As Fautley told Coyle, he quit the team in April 2010 out of frustration over the prevalent atmosphere of casually homophobic comments, but decided to return that fall following conversations with his teammates and head coach Brenda Willis. When he came back, there was a dramatic shift in both the program and his own interactions with the others:

In September 2010, Fautley returned to a completely different culture. The team had not only accepted his sexuality, but took a genuine interest in him being gay.

"A 180-degree change doesn't even describe it … not only were homophobic slurs not being used, but guys were engaging in conversation with me about it," he said. "It was a matter of 'oh, Fautley's gay and we're interested in knowing how his life is different than ours.'"

According to Fautley, nothing was awkward, and no subject was off-limits.

"Just like any two guys would have a conversation about their relationships, they would have it with me," he said. "It was a complete inclusion rather than just an acknowledgement."

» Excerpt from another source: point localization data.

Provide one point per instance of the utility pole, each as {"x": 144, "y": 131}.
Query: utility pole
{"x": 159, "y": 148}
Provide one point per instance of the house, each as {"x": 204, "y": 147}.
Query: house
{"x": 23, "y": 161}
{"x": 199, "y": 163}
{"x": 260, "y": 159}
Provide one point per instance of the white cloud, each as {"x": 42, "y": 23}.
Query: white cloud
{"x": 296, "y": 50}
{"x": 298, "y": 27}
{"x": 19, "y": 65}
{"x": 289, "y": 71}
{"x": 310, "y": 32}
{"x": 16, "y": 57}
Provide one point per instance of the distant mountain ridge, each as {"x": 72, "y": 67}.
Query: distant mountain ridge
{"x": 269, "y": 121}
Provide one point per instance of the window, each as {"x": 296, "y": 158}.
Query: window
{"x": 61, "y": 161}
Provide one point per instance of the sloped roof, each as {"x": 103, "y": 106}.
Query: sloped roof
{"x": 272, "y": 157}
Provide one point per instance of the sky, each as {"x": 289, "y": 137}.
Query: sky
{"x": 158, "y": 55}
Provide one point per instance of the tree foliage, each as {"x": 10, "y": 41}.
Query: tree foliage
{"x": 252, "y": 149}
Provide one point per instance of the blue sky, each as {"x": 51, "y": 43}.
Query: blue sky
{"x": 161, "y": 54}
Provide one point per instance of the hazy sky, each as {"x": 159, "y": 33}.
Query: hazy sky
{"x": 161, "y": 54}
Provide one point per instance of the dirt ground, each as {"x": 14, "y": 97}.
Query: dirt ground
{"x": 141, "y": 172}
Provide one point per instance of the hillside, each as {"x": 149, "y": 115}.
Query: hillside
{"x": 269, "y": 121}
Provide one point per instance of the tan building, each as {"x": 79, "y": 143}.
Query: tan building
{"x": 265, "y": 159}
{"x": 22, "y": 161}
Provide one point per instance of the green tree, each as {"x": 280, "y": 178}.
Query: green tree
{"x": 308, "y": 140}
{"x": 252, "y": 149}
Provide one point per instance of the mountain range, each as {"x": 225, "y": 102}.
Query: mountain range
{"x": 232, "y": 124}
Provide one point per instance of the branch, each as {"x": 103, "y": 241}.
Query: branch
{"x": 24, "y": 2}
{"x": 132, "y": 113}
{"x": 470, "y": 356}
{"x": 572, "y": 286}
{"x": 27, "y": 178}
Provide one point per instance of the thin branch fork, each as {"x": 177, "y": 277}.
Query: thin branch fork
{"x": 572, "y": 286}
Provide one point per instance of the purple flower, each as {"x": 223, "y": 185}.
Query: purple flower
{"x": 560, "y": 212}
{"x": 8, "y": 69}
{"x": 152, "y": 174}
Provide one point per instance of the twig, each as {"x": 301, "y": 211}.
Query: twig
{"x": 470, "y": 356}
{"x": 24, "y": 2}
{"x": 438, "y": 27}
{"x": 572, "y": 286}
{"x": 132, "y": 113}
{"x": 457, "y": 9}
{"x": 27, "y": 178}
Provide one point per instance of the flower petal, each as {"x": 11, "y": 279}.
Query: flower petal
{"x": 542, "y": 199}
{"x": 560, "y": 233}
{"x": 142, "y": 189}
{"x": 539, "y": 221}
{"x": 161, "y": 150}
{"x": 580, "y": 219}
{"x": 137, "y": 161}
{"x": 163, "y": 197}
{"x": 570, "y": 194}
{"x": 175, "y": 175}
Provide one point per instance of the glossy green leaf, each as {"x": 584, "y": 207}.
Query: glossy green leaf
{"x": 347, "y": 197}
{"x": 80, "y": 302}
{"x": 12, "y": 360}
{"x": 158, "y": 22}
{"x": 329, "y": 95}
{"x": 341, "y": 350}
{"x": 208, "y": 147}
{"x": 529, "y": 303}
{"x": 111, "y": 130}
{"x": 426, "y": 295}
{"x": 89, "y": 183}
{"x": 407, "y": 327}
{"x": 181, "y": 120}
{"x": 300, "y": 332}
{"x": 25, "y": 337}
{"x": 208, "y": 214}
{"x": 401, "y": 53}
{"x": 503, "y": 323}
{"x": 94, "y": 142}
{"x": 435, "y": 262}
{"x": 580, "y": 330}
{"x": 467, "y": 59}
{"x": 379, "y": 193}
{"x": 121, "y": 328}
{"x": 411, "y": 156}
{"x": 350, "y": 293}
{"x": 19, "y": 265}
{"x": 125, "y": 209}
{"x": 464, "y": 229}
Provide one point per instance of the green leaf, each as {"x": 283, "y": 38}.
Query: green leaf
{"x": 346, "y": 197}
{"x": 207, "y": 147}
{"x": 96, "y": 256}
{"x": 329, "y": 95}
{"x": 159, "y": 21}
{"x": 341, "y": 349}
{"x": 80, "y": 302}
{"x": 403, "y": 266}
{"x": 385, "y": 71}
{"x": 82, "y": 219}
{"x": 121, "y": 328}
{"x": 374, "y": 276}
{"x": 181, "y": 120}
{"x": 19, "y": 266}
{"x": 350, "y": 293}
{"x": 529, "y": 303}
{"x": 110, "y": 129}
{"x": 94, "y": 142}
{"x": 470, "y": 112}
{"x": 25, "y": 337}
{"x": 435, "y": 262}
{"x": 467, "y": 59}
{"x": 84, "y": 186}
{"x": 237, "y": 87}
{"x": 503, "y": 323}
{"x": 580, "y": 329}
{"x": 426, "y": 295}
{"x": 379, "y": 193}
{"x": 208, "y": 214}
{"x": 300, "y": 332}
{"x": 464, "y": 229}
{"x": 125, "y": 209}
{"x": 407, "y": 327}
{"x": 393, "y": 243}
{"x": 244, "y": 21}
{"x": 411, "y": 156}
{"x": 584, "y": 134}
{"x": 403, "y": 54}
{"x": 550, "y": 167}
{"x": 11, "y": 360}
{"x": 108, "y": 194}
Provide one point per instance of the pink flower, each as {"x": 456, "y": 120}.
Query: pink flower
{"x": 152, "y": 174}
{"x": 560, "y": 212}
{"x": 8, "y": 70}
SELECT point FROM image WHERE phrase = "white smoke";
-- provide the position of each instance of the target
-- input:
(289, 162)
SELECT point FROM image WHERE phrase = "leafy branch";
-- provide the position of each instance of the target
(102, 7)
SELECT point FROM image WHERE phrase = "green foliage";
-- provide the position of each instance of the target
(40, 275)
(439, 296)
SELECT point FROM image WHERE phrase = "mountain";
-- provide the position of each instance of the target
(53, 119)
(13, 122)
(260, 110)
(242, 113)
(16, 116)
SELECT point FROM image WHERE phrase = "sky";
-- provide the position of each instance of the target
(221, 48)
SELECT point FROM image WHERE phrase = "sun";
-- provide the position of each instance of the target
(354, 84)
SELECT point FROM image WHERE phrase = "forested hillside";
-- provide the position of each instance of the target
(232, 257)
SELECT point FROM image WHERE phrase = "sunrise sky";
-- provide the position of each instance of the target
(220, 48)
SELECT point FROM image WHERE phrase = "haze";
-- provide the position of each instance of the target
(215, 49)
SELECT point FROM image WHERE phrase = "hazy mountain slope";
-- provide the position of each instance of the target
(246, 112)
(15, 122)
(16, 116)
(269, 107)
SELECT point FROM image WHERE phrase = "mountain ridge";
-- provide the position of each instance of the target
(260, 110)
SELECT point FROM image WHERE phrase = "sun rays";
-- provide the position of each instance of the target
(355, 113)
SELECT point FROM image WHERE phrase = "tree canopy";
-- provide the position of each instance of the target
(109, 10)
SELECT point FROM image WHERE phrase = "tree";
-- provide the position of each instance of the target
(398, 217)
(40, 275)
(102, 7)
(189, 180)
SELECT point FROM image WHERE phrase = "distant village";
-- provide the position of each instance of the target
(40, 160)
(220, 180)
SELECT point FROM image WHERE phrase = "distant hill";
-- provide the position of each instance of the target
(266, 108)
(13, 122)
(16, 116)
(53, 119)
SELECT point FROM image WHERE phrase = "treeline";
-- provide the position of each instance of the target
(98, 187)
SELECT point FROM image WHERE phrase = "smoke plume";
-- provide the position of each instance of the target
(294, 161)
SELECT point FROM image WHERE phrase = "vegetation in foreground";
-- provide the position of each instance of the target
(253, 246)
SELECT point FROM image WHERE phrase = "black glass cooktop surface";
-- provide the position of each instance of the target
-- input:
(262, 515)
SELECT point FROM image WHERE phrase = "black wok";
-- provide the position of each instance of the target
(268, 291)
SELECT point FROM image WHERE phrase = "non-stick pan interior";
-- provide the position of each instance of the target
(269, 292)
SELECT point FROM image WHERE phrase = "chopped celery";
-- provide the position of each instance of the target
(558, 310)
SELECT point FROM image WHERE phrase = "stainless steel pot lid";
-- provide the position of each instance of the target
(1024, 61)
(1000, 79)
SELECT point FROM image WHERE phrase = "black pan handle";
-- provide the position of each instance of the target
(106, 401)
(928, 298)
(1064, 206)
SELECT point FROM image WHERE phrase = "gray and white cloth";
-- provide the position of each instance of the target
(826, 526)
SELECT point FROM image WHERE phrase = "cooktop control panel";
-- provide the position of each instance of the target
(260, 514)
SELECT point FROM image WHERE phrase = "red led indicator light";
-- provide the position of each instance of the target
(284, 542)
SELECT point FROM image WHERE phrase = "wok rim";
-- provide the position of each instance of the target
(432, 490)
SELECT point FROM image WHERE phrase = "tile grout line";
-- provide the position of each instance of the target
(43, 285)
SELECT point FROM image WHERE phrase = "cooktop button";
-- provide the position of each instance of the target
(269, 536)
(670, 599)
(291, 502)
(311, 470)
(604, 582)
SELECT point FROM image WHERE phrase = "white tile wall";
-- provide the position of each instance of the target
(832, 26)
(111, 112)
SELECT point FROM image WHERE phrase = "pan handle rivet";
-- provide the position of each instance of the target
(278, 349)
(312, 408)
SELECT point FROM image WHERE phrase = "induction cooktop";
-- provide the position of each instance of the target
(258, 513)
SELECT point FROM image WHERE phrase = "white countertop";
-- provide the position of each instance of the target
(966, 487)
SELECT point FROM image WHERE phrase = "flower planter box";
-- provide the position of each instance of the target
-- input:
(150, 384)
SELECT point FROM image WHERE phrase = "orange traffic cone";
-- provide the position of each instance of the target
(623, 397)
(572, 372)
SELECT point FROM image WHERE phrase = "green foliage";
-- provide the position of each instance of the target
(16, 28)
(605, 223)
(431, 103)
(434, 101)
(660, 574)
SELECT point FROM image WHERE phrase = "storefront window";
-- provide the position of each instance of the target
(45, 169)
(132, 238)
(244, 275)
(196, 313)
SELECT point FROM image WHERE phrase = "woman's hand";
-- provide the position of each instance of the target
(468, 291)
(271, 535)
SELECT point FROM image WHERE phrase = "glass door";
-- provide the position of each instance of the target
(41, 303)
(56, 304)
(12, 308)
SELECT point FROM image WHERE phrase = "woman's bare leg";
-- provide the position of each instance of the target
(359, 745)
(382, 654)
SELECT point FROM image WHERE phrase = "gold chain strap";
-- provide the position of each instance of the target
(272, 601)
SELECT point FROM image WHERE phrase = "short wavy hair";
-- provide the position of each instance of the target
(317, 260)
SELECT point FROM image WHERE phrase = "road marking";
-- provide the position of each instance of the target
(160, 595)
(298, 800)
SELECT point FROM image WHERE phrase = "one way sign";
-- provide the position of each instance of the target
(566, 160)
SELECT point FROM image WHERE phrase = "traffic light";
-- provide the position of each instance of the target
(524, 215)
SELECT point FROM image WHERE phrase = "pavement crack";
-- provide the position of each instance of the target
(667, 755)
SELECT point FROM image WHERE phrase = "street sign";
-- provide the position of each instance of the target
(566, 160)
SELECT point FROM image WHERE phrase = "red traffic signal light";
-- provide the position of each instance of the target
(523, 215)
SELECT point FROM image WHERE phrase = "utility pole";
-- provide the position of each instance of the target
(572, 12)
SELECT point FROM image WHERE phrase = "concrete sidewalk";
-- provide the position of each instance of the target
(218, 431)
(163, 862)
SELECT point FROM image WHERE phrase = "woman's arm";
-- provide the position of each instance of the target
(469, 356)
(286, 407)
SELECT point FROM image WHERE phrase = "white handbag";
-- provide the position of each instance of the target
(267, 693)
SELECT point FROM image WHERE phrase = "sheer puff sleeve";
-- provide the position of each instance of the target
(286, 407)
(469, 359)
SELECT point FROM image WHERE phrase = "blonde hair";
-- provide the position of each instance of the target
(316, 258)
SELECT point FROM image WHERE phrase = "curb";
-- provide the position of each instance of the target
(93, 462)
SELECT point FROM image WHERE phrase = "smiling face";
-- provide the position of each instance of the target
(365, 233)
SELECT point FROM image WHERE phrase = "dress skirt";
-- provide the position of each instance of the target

Willis said that even though the team cleaned up their language, the real change came from Fautley himself.

"Once Bryan came out and people started being accepting and welcoming, he kind of took the headset off, he engaged in conversation," Willis said. "He joked with them and became himself.

"His reality [during his first three years] was that he felt unwelcome, he felt attacked … his perception was 'I don't belong here,'" she said. "But his perception became 'I do belong here, I'm a valuable member of this team.'"

That change in atmosphere has certainly had benefits for Fautley, and for another gay athlete who joined the team during the 2010 season, rookie Anthony Galonski. It hasn't hurt the team any, either; the Golden Gaels have had a successful program for years, but they hit new heights in 2011-12, winning an Ontario title, making their first-ever CIS semifinal and
finishing in fourth place at the national championships they hosted.

Fautley's story may be most notable as a case in point of how things can change, though. It's not a criticism of his teammates, but rather an account of how their behaviour was altered after finding out he was gay. As he told Coyle, the homophobic comments from teammates that bothered him so much weren't coming from hatred, but rather a typical athletic culture:

Fautley said his teammates weren't ever homophobic — they were simply products of an environment they had been part of for their entire athletic careers.

"Before they knew me, I would be very hard-pressed to know if they even knew another gay guy, let alone a gay athlete," he said. "So when you don't have something tangible to connect two different things, when you don't have a gay friend, you are so easily able to use derogatory language because it doesn't affect you.

"There is absolutely no blame from me to the rest of the guys for using homophobic language and making me feel uncomfortable," Fautley said. "I can only applaud them and respect them for not only acknowledging my homosexuality as a teammate, but to support it."

It's that lesson that might be the most widely applicable. Changing the culture and even just altering language patterns at all levels of sports isn't an easy task, but many players might be more receptive to gay teammates than you'd think. Prominent hockey players like Ryan Kesler and Henrik Sedin have firmly said they'd be fine with gay teammates, as have even NBA players who have been criticized for homophobic slurs, such as Joakim Noah. Some high-level athletes have come out at the end of their careers recently, including former Montreal Impact and Vancouver Whitecaps' player David Testo, and stories like Fautley's suggest players who come out during their careers may receive a more positive reception than they might expect. There's still a lot of work to do on the tolerance front, but this is an inspiring story that suggests that athletic cultures can change in a way that's welcoming to all athletes regardless of sexual orientation.